On 9th May, Grant Shapps, UK Government Transport Secretary, announced that active travel (cycling and walking) was going to be put at the heart of the transport infrastructure agenda. There was a pledge of £2billion for England to be spent on making the roads safer for cyclists and pedestrians.
Alongside infrastructure, there was also mention of introducing “legal changes” to protect the most vulnerable. This is not a new conversation and one which cycling and walking groups have been lobbying the UK and Scottish Governments for some time. The emphasis for change now is to look at a “green” recovery from Covid-19 and to help ease pressure on public transport while social distancing measures are in place to protect public safety.
Transport is a devolved issue and Michael Matheson, Transport Secretary for Scotland, similarly announced £10 million worth of funding for “a new infrastructure programme for pop-up walking and cycling routes or temporary improvements to existing routes.”

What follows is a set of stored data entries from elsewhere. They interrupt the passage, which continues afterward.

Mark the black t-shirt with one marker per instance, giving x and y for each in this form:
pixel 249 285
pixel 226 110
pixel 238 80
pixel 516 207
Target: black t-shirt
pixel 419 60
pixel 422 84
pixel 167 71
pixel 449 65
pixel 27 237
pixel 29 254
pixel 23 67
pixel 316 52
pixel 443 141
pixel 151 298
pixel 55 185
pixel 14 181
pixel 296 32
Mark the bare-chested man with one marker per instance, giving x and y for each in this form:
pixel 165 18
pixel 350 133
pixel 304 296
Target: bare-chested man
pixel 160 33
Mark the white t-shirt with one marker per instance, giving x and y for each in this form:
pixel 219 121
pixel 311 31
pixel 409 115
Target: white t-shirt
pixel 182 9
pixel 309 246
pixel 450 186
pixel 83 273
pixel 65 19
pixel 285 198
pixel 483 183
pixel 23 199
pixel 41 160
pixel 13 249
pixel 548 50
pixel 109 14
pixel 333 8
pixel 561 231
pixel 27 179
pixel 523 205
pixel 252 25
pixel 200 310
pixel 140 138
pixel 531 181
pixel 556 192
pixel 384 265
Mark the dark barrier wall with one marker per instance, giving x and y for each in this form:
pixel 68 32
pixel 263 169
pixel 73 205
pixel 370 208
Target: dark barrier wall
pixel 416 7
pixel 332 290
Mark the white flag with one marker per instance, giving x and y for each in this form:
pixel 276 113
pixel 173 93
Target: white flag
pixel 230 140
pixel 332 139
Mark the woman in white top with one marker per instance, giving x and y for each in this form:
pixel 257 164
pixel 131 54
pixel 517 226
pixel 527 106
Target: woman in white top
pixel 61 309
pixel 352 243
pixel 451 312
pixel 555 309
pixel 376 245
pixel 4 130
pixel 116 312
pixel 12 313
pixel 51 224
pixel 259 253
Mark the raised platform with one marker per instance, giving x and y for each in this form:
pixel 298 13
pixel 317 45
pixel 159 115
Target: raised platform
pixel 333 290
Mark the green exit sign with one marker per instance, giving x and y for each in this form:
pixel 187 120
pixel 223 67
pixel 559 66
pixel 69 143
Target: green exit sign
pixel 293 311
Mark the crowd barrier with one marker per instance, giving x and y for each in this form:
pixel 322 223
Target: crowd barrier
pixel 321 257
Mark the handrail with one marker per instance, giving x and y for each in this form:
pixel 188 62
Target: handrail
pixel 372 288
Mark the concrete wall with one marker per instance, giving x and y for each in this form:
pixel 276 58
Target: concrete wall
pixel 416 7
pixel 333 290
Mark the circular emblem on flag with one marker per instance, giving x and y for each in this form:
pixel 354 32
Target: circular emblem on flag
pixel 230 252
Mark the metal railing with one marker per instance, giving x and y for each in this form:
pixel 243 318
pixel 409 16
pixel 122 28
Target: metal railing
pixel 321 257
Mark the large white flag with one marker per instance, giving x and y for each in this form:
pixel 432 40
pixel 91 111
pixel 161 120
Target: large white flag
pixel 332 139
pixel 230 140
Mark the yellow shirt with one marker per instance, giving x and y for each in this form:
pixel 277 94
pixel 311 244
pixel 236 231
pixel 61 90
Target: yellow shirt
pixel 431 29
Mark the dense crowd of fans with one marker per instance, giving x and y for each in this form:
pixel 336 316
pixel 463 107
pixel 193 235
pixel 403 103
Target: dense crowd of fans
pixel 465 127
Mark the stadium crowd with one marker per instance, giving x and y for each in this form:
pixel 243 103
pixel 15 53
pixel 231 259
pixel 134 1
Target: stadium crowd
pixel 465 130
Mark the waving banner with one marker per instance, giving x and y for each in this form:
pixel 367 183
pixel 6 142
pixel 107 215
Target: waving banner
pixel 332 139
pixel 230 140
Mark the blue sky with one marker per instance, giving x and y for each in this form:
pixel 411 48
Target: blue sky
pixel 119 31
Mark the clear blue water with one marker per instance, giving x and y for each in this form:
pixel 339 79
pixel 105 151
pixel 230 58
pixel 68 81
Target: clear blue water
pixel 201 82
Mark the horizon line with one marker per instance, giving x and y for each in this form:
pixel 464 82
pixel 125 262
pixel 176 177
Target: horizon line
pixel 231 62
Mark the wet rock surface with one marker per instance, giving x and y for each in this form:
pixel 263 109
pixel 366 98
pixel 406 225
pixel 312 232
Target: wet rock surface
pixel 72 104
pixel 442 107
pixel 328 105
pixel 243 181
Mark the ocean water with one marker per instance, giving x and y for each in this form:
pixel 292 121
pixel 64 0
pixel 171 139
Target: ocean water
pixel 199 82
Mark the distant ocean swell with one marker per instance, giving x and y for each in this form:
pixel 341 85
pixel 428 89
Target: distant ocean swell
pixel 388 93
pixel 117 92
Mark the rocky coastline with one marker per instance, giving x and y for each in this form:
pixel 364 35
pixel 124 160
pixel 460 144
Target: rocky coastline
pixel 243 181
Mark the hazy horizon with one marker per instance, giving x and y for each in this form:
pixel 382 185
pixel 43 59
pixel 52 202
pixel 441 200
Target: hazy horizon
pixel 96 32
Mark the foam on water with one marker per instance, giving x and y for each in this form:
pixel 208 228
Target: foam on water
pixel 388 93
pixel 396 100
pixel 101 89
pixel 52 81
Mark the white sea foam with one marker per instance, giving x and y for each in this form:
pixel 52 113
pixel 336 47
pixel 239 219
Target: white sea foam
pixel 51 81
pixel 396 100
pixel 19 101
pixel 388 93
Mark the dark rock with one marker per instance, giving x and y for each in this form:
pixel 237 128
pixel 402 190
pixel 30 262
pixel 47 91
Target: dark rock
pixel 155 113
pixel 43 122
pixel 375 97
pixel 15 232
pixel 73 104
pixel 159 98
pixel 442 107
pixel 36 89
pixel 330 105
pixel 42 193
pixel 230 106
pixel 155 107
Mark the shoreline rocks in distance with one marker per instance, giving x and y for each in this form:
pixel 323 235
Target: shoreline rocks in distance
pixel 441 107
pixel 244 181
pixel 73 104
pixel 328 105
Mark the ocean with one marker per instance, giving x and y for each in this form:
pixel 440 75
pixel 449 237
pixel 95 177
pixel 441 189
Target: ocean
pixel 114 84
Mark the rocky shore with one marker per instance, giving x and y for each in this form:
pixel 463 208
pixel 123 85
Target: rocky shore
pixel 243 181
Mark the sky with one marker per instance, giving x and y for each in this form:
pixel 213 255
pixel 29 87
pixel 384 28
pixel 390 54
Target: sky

During this period of ‘lockdown’, there has been a considerable rise in the number of people taking up cycling. For the most part, it seems that the roads do not appear to be the same threat they were pre-23rd March. With motorised vehicle use significantly reduced, people seem to feel far safer on their bicycles.
This change illustrates that there are plenty of people who would be willing to use cycling as an alternative means of transport if they felt safe and secure once ‘normality’ resumes. The benefits of cycling are extensive and well documented. Benefits to health, the environment, mental health are to name just a few. The main benefit in the post Covid-19 world is the ability to socially distance on a bicycle when directly compared to the use of public transport.
Cycle Law Scotland, through the Road Share campaign introduced the call for Presumed Liability in Scotland back in 2013. Seven years on with over 11,000 signatures on its petition website, the Scottish Government has consistently failed to consider this change in law by following our European neighbours.
For those of you who are unfamiliar with the concept of Presumed Liability, the UK is one of only 5 countries in Europe who do not have it in some form. It is designed to protect the most vulnerable of road users in Civil Law. The other countries behind the curve are Ireland, Malta, Romania and Cyprus.
Currently in Scotland, following a road traffic collision, it is for the injured party to prove fault on the part of another. With presumed liability, that burden is shifted so that it is for the driver of the motorised vehicle - via their insurer - to prove the more vulnerable road user acted in such a way that they caused their own incident.
There is no country in the world that has high levels of safe active travel that does not have some form of presumed liability. While infrastructure is key to making cyclists feel safer on the roads, it cannot be dealt with in isolation. There are many routes where segregated cycle lanes will not be possible.
For active travel to be at the heart of transport infrastructure, there needs to be a measured consideration of effective and respectful road share. That is why now, more than ever, is the time for Presumed Liability to be seriously considered and progressed by the Scottish Government.
We have all witnessed small acts of kindness over recent weeks. On the whole, people are now far more vigilant when it comes to sharing the same space with others. If we can translate the concept of sharing space safely on our roads, then attitudes towards cyclists will hopefully change for the better.